As noted above each of the
Governance Proposals was approved by the Company’s stockholders holding approximately 3,691,460 shares or approximately 99% of the
shares of common stock of the Company represented in person or by proxy entitled to vote thereon at the Meeting.

Proposal 5. The Nasdaq
Proposal

A proposal to approve for purposes of complying
with Nasdaq Listing Rules 5635 (a) and (b), the issuance of more than 20% of the issued and outstanding shares of Holdings common stock
(or securities convertible into or exercisable for Holdings common stock) and the resulting change in control in connection with the Business
Combination. Approval of the Nasdaq Proposal required the affirmative vote of the holders of a majority of the shares of ROCL common stock
represented in person by virtual attendance or by proxy and entitled to vote thereon at the Meeting. The Nasdaq Proposal received the
following votes:

FOR

AGAINST

ABSTAIN

BROKER NON-VOTES

3,691,460

37,449

20

0

The Nasdaq Proposal was approved
by the Company’s stockholders holding 3,691,460 or approximately 99% of the shares of common stock of the Company represented in
person or by proxy entitled to vote thereon at the Meeting.

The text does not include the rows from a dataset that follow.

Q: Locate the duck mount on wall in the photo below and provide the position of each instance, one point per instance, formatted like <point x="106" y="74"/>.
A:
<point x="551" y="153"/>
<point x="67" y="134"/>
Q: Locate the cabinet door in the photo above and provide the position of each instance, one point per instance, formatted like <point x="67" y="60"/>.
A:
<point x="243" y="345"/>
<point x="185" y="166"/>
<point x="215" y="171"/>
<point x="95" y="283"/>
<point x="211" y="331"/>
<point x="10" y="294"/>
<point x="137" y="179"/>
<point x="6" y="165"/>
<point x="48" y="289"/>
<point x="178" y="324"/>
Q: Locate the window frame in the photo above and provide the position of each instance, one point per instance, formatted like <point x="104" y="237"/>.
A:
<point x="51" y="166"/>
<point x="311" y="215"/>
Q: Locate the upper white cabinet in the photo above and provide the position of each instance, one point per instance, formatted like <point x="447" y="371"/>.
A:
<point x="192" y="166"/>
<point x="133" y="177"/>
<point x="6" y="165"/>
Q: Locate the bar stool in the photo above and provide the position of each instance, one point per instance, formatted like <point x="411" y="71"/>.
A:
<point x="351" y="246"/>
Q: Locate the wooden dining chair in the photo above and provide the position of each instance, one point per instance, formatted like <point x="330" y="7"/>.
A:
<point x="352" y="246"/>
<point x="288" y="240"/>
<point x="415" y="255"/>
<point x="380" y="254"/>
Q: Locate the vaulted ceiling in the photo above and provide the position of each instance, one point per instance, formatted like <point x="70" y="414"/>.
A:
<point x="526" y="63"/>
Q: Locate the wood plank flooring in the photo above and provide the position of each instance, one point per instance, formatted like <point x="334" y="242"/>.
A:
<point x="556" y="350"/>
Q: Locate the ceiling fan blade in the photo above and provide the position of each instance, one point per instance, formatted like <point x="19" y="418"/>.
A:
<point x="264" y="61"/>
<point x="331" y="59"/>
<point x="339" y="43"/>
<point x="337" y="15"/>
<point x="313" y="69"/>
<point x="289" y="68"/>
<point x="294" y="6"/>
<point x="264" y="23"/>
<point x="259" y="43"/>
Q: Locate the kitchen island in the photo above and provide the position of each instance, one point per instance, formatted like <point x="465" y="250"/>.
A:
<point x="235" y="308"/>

Proposal 6. The Directors Election Proposal

A proposal to elect, effective as of the consummation
of the Business Combination to serve on the Combined Company Board of Directors, E. Will Gray (Chairman), Phil Kornbluth (Independent
Director), William H. Flores (Independent Director), Charles Nelson (Independent Director), and Stan Boroweic (Independent Director).
Approval of the Directors Election Proposal required the affirmative vote of the holders of a majority of the shares of ROCL common stock
represented in person by virtual attendance or by proxy and entitled to vote thereon at the Meeting. The Directors Election Proposal received
the following votes:

FOR

AGAINST

ABSTAIN

BROKER NON-VOTES

3,691,460

37,449

20

0

The Directors Election Proposal
was approved by the Company’s stockholders holding 53,691,460 shares or approximately 99% of the of the shares of common stock of
the Company represented in person or by proxy entitled to vote thereon at the Meeting.

Proposal 7. The Management Equity Incentive
Plan Proposal

A proposal to approve the Management Equity Incentive
Plan, a copy of which is annexed to the proxy statement/prospectus as Annex C, in connection with the Business Combination. Approval of
the Management Equity Incentive Plan Proposal required the affirmative vote of the holders of a majority of the shares of ROCL common
stock represented in person by virtual attendance or by proxy and entitled to vote thereon at the Meeting. The Management Equity Incentive
Plan Proposal received the following votes:

FOR

AGAINST

ABSTAIN

BROKER NON-VOTES

3,691,460

37,449

20

0

The Management Equity Incentive
Plan Proposal was approved by the Company’s stockholders holding 3,691,460 shares or approximately 99% of the of the shares of
common stock of the Company represented in person or by proxy entitled to vote thereon at the Meeting.